By Ray Bennett
Roy Rogers cost me both a singing career and belief in the church. I am reminded of this because the BBC Young Chorister of the Year competition final airs on Radio 2 this evening at 8 o’clock and I once sang in a choir at Canterbury Cathedral.
The competition actually took place last weekend so the results have been announced. Far be it from me to ruin the suspense for those who tune in without knowing the outcome but listen for the perfect voice of a young man named Joel Whitewood. I am related to Joel, 12, through marriage, but that’s not why I mention it. The boy can sing.
He is one of 18 choristers who sing every day in Canterbury Cathedral where he is a side leader in the choir. Like the others, he is a student at Canterbury’s St. Edmund’s School. Dr. David Flood, the cathedral’s organist and master of choristers, is holding voice trials in Canterbury on Nov. 10 seeking five candidates for scholarships.
When I was a kid and thought I believed in a god, I was a soprano in the Ashford Parish Church choir in Kent.
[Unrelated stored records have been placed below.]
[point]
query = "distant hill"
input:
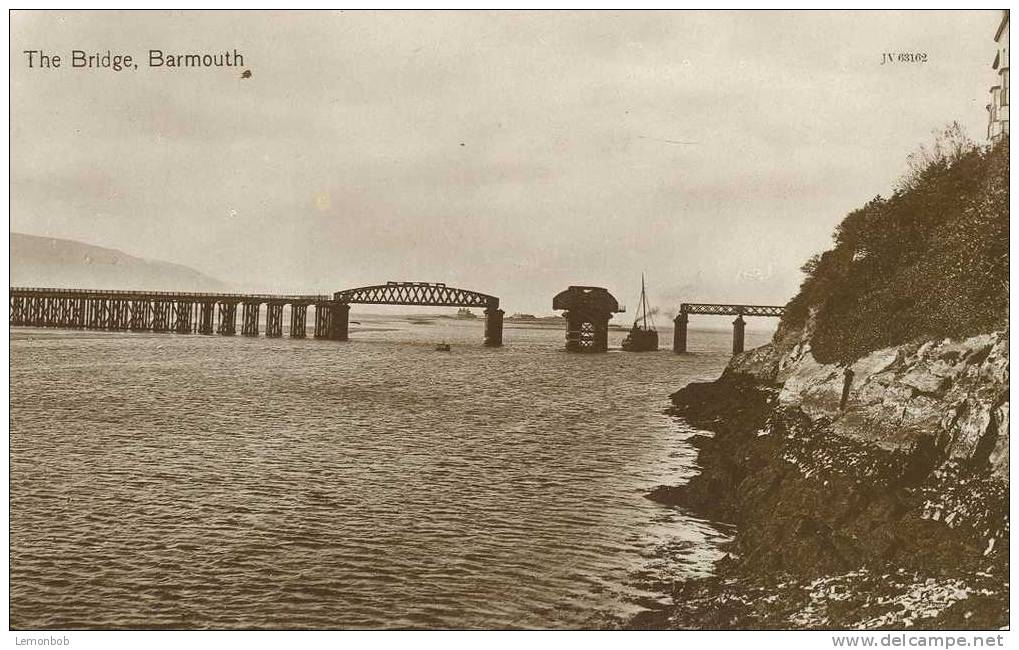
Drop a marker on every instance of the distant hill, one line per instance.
(64, 263)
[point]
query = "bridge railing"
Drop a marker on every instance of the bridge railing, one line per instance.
(141, 294)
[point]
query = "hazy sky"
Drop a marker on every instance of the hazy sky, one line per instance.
(515, 153)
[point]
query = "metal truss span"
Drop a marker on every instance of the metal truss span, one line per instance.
(422, 293)
(732, 310)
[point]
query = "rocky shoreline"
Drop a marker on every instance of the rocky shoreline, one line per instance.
(847, 517)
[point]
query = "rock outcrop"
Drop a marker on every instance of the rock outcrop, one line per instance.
(870, 498)
(952, 394)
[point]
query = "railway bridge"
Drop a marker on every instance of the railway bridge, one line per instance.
(189, 313)
(739, 325)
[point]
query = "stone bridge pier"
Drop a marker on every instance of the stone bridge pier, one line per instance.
(588, 310)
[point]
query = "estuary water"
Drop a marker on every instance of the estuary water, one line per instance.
(205, 482)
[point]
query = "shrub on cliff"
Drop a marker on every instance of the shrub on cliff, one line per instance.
(931, 261)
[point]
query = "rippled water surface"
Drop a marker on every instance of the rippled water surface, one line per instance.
(164, 481)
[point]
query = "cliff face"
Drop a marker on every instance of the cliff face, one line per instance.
(950, 395)
(888, 510)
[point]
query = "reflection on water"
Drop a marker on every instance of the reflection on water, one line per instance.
(211, 482)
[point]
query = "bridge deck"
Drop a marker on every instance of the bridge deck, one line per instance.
(141, 294)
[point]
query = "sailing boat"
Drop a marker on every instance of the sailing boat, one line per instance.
(642, 337)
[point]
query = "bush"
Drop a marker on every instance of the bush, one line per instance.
(929, 262)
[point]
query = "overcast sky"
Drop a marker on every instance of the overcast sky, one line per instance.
(514, 153)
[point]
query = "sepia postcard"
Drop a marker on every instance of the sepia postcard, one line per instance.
(508, 320)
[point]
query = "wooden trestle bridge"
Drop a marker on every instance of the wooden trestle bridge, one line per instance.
(183, 313)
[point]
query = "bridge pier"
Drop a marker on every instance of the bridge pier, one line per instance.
(227, 319)
(299, 320)
(181, 317)
(119, 315)
(140, 315)
(323, 319)
(680, 333)
(249, 321)
(493, 326)
(739, 327)
(340, 322)
(207, 317)
(274, 320)
(161, 316)
(588, 310)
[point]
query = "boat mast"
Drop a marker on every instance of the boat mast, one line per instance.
(643, 300)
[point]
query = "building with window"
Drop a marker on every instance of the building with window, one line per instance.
(998, 109)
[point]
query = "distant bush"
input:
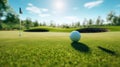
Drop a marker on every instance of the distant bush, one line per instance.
(92, 30)
(37, 30)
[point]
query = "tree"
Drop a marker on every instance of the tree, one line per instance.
(36, 23)
(77, 24)
(113, 18)
(28, 23)
(98, 21)
(3, 7)
(84, 22)
(90, 22)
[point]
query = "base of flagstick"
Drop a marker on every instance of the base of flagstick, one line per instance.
(20, 34)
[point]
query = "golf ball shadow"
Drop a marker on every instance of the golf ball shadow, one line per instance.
(80, 47)
(75, 36)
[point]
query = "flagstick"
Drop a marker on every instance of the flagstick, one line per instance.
(20, 33)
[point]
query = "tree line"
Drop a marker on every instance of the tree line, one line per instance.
(9, 20)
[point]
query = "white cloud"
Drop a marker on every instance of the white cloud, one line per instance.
(118, 5)
(33, 9)
(75, 8)
(36, 10)
(44, 15)
(73, 18)
(44, 10)
(29, 4)
(93, 4)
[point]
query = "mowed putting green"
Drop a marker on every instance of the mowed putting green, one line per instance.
(52, 49)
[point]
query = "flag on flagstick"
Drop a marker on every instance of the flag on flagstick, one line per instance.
(20, 33)
(20, 11)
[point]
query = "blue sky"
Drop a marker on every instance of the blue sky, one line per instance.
(64, 11)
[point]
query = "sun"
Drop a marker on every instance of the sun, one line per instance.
(59, 5)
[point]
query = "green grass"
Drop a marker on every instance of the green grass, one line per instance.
(111, 28)
(53, 29)
(54, 49)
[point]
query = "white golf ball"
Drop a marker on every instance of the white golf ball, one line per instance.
(75, 36)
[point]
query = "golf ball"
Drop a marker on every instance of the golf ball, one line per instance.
(75, 36)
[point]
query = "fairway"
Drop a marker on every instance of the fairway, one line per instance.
(55, 49)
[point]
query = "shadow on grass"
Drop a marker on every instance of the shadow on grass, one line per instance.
(80, 47)
(107, 50)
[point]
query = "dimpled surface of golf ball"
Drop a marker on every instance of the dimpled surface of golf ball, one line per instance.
(75, 36)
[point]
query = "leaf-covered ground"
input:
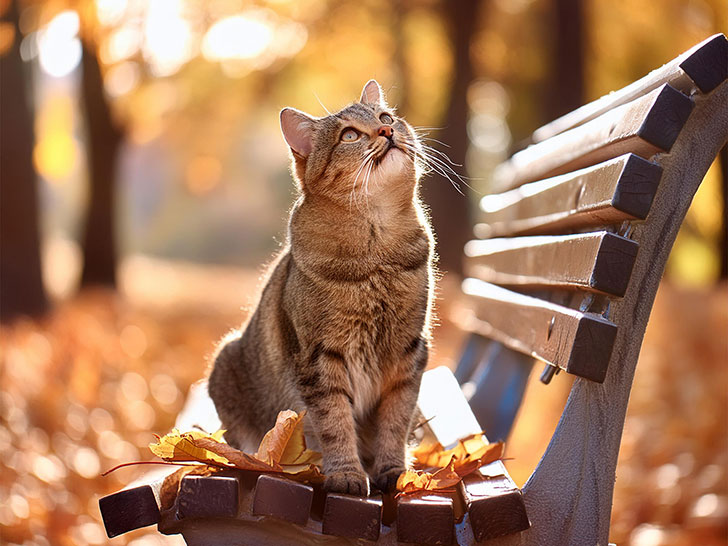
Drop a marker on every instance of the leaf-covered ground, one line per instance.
(84, 389)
I was never in Joel’s league, but not terrible. It didn’t hurt that kids who sang in the choir were paid a handy amount of pocket money. I didn’t care for the incense burning at Sunday morning mass but I loved going out carol singing at Christmas and the mince pies and custard afterwards.
My choral life ended abruptly. Ours was among several choirs chosen to sing in a celebration of massed voices in Canterbury Cathedral under the direction, as I recall, of Sir Malcolm Sargent. It involved a full day’s rehearsal on a Saturday with the concert the next day. It was a huge honour.
The following year, we were invited again. In those days, all I wanted to do was play football and go to Hollywood to meet Roy Rogers (who was born, incidentally, on Nov. 5). The King of the Cowboys’ wretched television show never made it to England so he remained a hero. He’d long stopped making movies by then and they were rarely on TV and seldom came to Ashford.
But then came news of a matinee screening of “Pals of the Golden West” or something like that. Trouble was, it was on the day of rehearsal at Canterbury Cathedral. I went to the movie. I was promptly dismissed from the choir in ignominy. It was my first crisis of conscience. Roy Rogers versus Jesus Christ; Hollywood versus the Church. No contest. Oh, and I did go to Hollywood and I did meet Roy Rogers.